Looking for a good selfie opportunity? Johnny Depp filmed a memorable scene in “Pirates of the Caribbean: On Stranger Tides” at San Cristobal’s entrance.
Stroll off the beaten path:
Located along the northern city wall of Old San Juan, La Perla is a historically unsafe area now undergoing a facelift and worth a visit — although you may feel more comfortable going with a tour guide. The neighborhood was initially created as a community for servants and former slaves, to keep them away from the city’s center. But today La Perla, which has stunning ocean views, is becoming known for its music and arts scene, with concerts held regularly.

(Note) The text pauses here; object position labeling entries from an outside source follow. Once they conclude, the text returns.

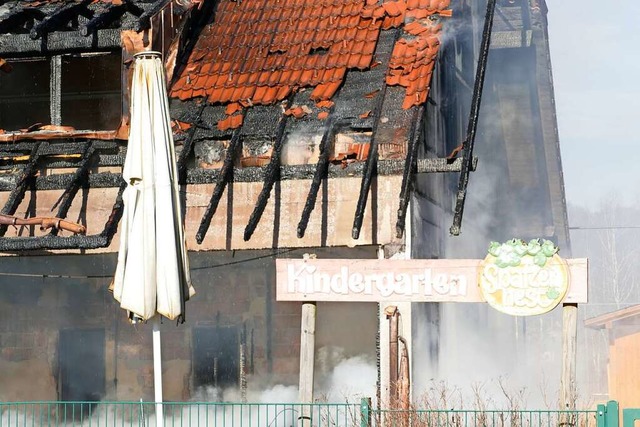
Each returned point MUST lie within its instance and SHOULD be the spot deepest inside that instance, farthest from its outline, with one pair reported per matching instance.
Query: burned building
(331, 128)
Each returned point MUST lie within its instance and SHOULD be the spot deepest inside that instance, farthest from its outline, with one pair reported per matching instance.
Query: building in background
(299, 129)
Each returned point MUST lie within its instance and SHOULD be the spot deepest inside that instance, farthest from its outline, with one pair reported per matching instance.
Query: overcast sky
(595, 54)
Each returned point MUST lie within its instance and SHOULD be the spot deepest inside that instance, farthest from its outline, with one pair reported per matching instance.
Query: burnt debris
(467, 145)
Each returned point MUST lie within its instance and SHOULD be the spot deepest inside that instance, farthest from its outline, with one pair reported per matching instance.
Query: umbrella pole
(157, 372)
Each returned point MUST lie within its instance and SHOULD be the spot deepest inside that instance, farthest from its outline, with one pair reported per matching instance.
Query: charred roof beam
(320, 174)
(21, 19)
(80, 176)
(18, 192)
(108, 15)
(226, 175)
(144, 22)
(407, 175)
(59, 18)
(467, 145)
(272, 174)
(103, 19)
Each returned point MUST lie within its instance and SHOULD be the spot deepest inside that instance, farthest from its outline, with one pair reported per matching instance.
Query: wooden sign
(415, 280)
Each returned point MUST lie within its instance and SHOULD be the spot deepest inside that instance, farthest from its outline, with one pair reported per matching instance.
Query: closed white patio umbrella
(152, 275)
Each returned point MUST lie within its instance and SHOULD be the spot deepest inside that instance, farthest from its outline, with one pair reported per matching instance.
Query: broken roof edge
(46, 135)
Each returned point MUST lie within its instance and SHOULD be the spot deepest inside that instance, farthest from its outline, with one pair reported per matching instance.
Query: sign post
(516, 277)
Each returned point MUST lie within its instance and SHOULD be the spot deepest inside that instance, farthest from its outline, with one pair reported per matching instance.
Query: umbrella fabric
(152, 274)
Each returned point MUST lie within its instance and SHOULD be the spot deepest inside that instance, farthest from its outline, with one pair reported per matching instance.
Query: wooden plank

Most tourists head to La Perla’s Santa Maria Magdalena de Pazzis Cemetery, the final resting place of many of the island’s most historic figures.
Eat like a local:
Put finding a tasty mofongo high on your must-eat list. The fried plantain dish is usually served with meat or fish. Order it at Cafe Puerto Rico (208 Calle O’Donnell).
Head into the Condado section of San Juan for something a little less traditional at Budatai, where you’ll find a fusion of Puerto Rican and Asian flavors from “Iron Chef” contestant Roberto Trevino.
New hotel option:
Bringing the whole family for a warm weather vacay? Hyatt House, Puerto Rico’s first extended-stay hotel, just opened in San Juan. The hotel features roomy suites with full kitchens and living rooms.
Mind the furrier citizens:
It’s impossible to walk through Old San Juan without seeing the stray cats that call the neighborhood home. Said to be the descendents of the felines that strolled Columbus’ ships, the cats are synonymous with this section of the city.
If you like pina coladas:
The pina colada — the rum and coconut drink that traces its history to San Juan in the 1960s — has quite a contested history. The Barrachina (104 Calle Fortaleza) and the Caribe Hilton Hotel (1 San Geronimo St.) both claim their bartenders invented the sweet cocktail, and both have marble plaques attesting to that fact at their entrances.
Looking for a dive bar instead? The bartenders at El Batey, the oldest bar in San Juan, have plenty of tales to tell about life in Puerto Rico back in the day.